Endotherms are animals such as modern birds and mammals that keep their body temperatures constant. For instance, humans are endotherms and maintain an internal temperature of 37°C, no matter whether the environment is warm or cold. Because dinosaurs were reptiles, and modern reptiles are not endotherms, it was long assumed that dinosaurs were not endotherms. However, dinosaurs differ in many ways from modem reptiles, and there is now considerable evidence that dinosaurs were, in fact, endotherms.
One reason for believing that dinosaurs were endotherms is that dinosaur fossils have been discovered in Polar Regions. Only animals that can maintain a temperature well above that of the surrounding environment could be active in such cold climates.
Leg position and movement
There is a connection between endothermy and the position and movement of the legs. The physiology of endothermy allows sustained physical activity, such as running. But running is efficient only if an animal's legs are positioned underneath its body, not at the body's side, as they are for crocodiles and many lizards. The legs of all modern endotherms are underneath the body, and so were the legs of dinosaurs. This strongly suggests that dinosaurs were endotherms.
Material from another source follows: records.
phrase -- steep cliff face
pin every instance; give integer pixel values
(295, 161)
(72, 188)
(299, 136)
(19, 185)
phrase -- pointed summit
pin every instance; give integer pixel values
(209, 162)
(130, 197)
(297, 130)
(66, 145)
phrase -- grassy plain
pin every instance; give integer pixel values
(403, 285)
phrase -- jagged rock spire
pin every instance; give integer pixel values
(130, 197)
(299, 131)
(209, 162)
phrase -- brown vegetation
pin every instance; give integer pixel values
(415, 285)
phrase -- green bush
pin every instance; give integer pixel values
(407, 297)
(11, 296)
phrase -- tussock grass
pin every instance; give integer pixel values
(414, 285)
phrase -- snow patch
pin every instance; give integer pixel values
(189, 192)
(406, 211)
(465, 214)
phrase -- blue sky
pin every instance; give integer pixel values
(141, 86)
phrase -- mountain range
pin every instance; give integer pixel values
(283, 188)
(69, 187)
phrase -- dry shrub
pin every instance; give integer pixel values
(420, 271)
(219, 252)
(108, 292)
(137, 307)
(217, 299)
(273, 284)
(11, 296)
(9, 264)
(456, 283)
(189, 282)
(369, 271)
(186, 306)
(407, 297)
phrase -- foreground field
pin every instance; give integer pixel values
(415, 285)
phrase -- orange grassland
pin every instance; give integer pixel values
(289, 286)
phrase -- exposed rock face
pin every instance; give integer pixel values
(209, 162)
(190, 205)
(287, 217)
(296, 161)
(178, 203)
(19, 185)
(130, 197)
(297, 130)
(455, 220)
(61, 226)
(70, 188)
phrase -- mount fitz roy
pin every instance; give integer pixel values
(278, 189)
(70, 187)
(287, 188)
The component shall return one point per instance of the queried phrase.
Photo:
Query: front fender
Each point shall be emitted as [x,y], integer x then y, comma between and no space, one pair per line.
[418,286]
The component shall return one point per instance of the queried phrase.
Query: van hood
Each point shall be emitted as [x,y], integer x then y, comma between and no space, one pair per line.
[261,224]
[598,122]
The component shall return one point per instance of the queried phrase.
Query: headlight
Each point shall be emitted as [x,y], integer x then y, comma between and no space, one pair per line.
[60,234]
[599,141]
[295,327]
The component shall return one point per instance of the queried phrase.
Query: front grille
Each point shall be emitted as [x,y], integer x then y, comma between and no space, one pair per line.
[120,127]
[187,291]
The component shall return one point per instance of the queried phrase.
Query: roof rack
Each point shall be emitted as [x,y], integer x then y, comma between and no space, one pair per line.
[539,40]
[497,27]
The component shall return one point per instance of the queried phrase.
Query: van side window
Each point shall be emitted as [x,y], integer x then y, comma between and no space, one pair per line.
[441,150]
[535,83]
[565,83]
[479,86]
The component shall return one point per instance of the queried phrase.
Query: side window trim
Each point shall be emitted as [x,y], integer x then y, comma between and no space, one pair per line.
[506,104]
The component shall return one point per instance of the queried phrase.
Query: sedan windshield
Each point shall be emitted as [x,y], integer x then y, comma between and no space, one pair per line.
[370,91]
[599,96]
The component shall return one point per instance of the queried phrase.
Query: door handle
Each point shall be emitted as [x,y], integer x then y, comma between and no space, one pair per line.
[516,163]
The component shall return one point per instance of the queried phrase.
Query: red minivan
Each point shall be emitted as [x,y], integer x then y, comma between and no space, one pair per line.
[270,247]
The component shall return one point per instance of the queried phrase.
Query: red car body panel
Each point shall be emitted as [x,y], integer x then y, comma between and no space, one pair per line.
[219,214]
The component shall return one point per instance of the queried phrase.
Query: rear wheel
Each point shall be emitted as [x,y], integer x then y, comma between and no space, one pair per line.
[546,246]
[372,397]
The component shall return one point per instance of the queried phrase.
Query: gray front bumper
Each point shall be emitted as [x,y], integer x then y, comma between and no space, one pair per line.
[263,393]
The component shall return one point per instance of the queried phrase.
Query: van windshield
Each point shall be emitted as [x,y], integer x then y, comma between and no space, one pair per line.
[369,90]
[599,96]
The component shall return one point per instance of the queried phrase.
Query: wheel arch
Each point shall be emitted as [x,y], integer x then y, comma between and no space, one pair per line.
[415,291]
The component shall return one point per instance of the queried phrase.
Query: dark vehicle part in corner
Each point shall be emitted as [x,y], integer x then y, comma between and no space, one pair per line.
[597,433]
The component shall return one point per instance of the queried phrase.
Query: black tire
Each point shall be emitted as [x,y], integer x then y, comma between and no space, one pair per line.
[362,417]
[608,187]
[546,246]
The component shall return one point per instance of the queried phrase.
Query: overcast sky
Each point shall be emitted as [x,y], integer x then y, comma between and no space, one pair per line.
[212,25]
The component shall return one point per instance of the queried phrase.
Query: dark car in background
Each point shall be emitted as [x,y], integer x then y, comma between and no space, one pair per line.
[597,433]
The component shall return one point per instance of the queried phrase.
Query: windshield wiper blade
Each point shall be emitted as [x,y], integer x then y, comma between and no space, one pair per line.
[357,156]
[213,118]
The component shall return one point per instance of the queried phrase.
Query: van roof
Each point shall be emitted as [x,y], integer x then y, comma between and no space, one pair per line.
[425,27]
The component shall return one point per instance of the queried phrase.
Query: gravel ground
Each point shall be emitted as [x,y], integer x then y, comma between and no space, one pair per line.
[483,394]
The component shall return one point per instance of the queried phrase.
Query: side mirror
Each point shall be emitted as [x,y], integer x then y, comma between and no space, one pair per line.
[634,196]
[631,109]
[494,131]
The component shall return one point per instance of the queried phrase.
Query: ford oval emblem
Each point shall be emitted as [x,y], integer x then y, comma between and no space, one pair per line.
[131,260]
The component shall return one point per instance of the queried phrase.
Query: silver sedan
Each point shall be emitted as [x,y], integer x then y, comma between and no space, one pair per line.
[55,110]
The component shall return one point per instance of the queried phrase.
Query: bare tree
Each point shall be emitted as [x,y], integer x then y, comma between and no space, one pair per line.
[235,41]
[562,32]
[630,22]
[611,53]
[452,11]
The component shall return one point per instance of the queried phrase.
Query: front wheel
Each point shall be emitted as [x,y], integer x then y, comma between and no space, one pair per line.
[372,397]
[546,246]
There is also a connection between endothermy and bone structure. The bones of endotherms usually include structures called Haversian canals. These canals house nerves and blood vessels that allow the living animal to grow quickly, and rapid body growth is in fact a characteristic of endothermy. The presence of Haversian canals in bone is a strong indicator that the animal is an endotherm, and fossilized bones of dinosaurs are usually dense with Haversian canals.